Nach diesen Auslegungsgrundsätzen vermag der Senat eine gegenteilige Auslegung des § 47 Abs. 1 Nr. 2 a AMG nicht allein darauf zu stützen, dass die Firma B. möglicherweise auf Spender-Blut zurückgreift, was ohnehin schon unwahrscheinlich erscheint, und die Bereitschaft zum Blutspenden wegen der Gewinnerzielungsabsicht des Herstellers und des Apothekers beeinträchtigt werden könnte.

d) Soweit ersichtlich gibt schließlich auch das Gemeinschaftsrecht keinen Hinweis für eine Auslegung im Sinne der Klägerin, sondern bestätigt das hier vertretene Ergebnis: Die Richtlinie 2001/83/EG des Europäischen Parlaments und des Rates zur Schaffung eines Gemeinschaftskodexes für Humanarzneimittel vom 6. November 2001, ABl. L 311/67, (RL), die nach ihrem Art. 3 Nr. 6 auf Vollblut, Plasma und Blutzellen menschlichen Ursprungs keine Anwendung findet, wohl aber - mangels entsprechender Ausschlussregelung - auf Sera, unterscheidet nicht zwischen "mono"valenten und polyvalenten Sera (oder Antikörpern). Außerdem besagt Art. 83 RL, dass die Bestimmungen des Titels VII RL betr. den Großhandel mit Medikamenten strengere Anforderungen der Mitgliedstaaten hinsichtlich (u.a.) immunologischer Arzneimittel, zu denen nach Art. 1 Nr. 4 RL auch Sera gehören, die als Immunglobuline bei menschlichem Ursprung zugleich als Arzneimittel aus menschlichem Blut oder Blutplasma gelten (Art. 1 Nr. 10 RL), unberührt lassen. Auch die mangelnde Differenzierung in diesem Zusammenhang zeigt, dass polyvalente Antikörper-Sera keine Sonderrolle haben.

Nach alledem ist die Berufung auf Kosten der Klägerin (§ 154 Abs. 2 VwGO) zurückzuweisen. Die vorläufige Vollstreckbarkeit der Kostenentscheidung ergibt sich aus § 167 VwGO i.V.m. § 709 ZPO.

Die Revision ist zuzulassen, weil die Voraussetzungen des § 132 Abs. 2 Nr. 1 VwGO vorliegen.

Der Streitwert entspricht der von den Parteien unbeanstandet gelassenen erstinstanzlichen Festsetzung.

Rechtsmittelbelehrung

Gegen den Beschluss steht den Beteiligten die Revision an das Bundesverwaltungsgericht zu.

Die Revision ist bei dem Oberverwaltungsgericht für das Land Nordrhein- Westfalen, Aegidiikirchplatz 5, 48143 Münster, innerhalb eines Monats nach Zustellung dieses Beschlusses schriftlich einzulegen. Die Revisionsfrist ist auch gewahrt, wenn die Revision innerhalb der Frist bei dem Bundesverwaltungsgericht, Simsonplatz 1, 04107 Leipzig, eingelegt wird. Die Revision muss den angefochtenen Beschluss bezeichnen.

Die Revision ist innerhalb von zwei Monaten nach Zustellung dieses Beschlusses zu begründen. Die Begründung ist bei dem Bundesverwaltungsgericht, Simsonplatz 1, 04107 Leipzig, einzureichen.

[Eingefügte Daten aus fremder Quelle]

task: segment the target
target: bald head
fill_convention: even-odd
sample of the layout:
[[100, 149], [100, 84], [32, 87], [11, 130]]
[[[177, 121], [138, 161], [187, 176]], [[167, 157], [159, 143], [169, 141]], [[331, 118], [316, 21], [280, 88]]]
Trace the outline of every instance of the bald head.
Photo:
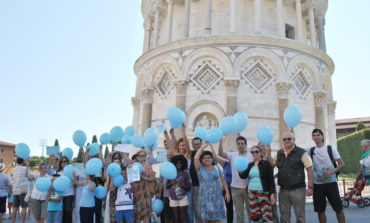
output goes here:
[[284, 149], [293, 149], [295, 145], [294, 134], [291, 132], [285, 132], [282, 137]]

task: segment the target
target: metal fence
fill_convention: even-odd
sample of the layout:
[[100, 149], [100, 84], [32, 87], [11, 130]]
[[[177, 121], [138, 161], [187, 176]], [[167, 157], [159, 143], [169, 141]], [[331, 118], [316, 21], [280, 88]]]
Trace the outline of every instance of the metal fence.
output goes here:
[[[339, 194], [341, 197], [344, 196], [346, 192], [349, 191], [349, 188], [355, 187], [355, 178], [344, 178], [341, 180], [338, 180], [338, 187], [339, 187]], [[365, 186], [364, 190], [362, 191], [362, 194], [370, 194], [370, 185]]]

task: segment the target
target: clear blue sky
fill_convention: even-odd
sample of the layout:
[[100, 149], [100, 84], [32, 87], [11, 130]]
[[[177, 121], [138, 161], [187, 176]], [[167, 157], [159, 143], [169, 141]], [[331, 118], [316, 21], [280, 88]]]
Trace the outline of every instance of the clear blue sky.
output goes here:
[[[370, 116], [370, 1], [330, 0], [327, 52], [337, 118]], [[135, 60], [143, 45], [139, 0], [0, 1], [0, 140], [77, 147], [72, 133], [132, 122]], [[76, 155], [76, 154], [75, 154]]]

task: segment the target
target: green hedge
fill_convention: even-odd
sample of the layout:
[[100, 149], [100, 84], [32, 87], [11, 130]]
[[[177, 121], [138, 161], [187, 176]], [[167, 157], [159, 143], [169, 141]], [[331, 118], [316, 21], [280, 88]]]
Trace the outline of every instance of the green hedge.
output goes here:
[[338, 151], [345, 164], [342, 173], [357, 173], [360, 170], [359, 161], [362, 155], [360, 144], [363, 139], [370, 139], [370, 129], [363, 129], [337, 140]]

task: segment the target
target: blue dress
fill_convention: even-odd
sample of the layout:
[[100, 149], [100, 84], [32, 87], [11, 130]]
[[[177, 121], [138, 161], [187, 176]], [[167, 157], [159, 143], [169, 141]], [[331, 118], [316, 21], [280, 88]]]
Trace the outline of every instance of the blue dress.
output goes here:
[[213, 166], [213, 170], [209, 172], [203, 165], [200, 165], [197, 208], [202, 220], [215, 221], [226, 218], [220, 176], [222, 176], [222, 171], [217, 166]]

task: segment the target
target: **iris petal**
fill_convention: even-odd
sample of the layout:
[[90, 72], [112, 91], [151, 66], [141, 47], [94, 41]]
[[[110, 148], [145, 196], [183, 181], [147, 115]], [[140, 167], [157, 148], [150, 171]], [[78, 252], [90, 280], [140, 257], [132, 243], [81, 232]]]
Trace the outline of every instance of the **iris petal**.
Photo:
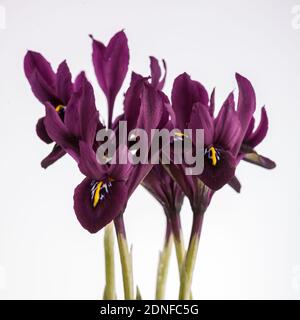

Für das Revisionsverfahren besteht Vertretungszwang; dies gilt auch für die Einlegung der Revision. Danach muss sich jeder Beteiligte durch einen Rechtsanwalt oder einen Rechtslehrer an einer deutschen Hochschule im Sinne des Hochschulrahmengesetzes mit Befähigung zum Richteramt als Bevollmächtigten vertreten lassen. Juristische Personen des öffentlichen Rechts und Behörden können sich auch durch Beamte oder Angestellte mit Befähigung zum Richteramt sowie Diplomjuristen im höheren Dienst, Gebietskörperschaften auch durch Beamte oder Angestellte mit Befähigung zum Richteramt der zuständigen Aufsichtsbehörde oder des jeweiligen kommunalen Spitzenverbandes des Landes, dem sie als Mitglied zugehören, vertreten lassen.